Niccolò è tornato in pista a Motegi dopo l'infortunio a spalla e polso. "Non me lo sarei mai aspettato. La lotta per il titolo? Dalla Porta sa tenersi lontano dai guai"

Moto3: Antonelli: "La pole position più emozionante della mia vita"

Il Gran Premio di casa, a Misano, non sarebbe potuto andare peggio per Niccolò Antonelli. Si era fratturato un polso e una clavicola, era dovuto andare in sala operatoria e saltare due gare. Aveva però deciso di tornare in Giappone, sebbene ancora dolorante, una decisione coraggiosa che ha dato dei frutti insperati.

Niccolò domani partirà davanti a tutti nel GP di Motegi, e in prima fila ci sarà anche il suo compagno di squadra Suzuki. Il sabato giapponese non sarebbe potuto essere migliore per la Squadra Corse Sic 58.

Cosa mi ha detto Paolo Simoncelli? In quei momenti più che parlare mi dà delle gran pacche” sorride il pilota di Cattolica.

La pole position di oggi ha il sapore di una piccola impresa.

Non me lo sarei mai aspettato - confessa - Già stare nei primi 15, o magari nei 10, mi sarebbe andato benissimo”.

Invece ha fatto molto di più e in una condizione fisica tutt’altro che ottimale.

Sapevo che la cosa peggiore sarebbe stata cadere, ma a metà turno non stavo rischiando ed ero in 3ª posizione. Allora ho deciso di provarci e direi che mi è andata bene - racconta - Questa è la pole più emozionante della mia carriera, perché essere infortunati a entrambe le braccia è una situazione difficile da gestire.

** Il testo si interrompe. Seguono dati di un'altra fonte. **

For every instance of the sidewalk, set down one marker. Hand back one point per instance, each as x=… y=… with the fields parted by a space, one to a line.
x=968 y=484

Il bagnato mi ha aiutato, sentivo meno dolore”.

Questa prestazione gli darà sicuramente motivazioni per la gara.

Quest’anno ho dimostrato spesso di essere veloce, quindi sono tranquillo, ma voglio tenere i piedi per terra - spiega Niccolò - Sull’asciutto sarà tutto più difficile per me, dovrò prendere anti-dolorifici prima della gara, e l’unico obiettivo è quello di portare a casa più punti possibile”.

Antonelli poi parla della sfida mondiale fra Dalla Porta e Canet.

Secondo me si meriterebbero entrambi il titolo, anche se essendo italiano pendo da una parte - commenta - Lorenzo è sempre veloce e questo gli permette di stare davanti in gara, questo aiuta a togliersi dai guai. È una qualità che un po’ manca ad Aron, che infatti ha spesso dovuto recuperare e in quelle situazioni può capitare di avere degli incidenti”.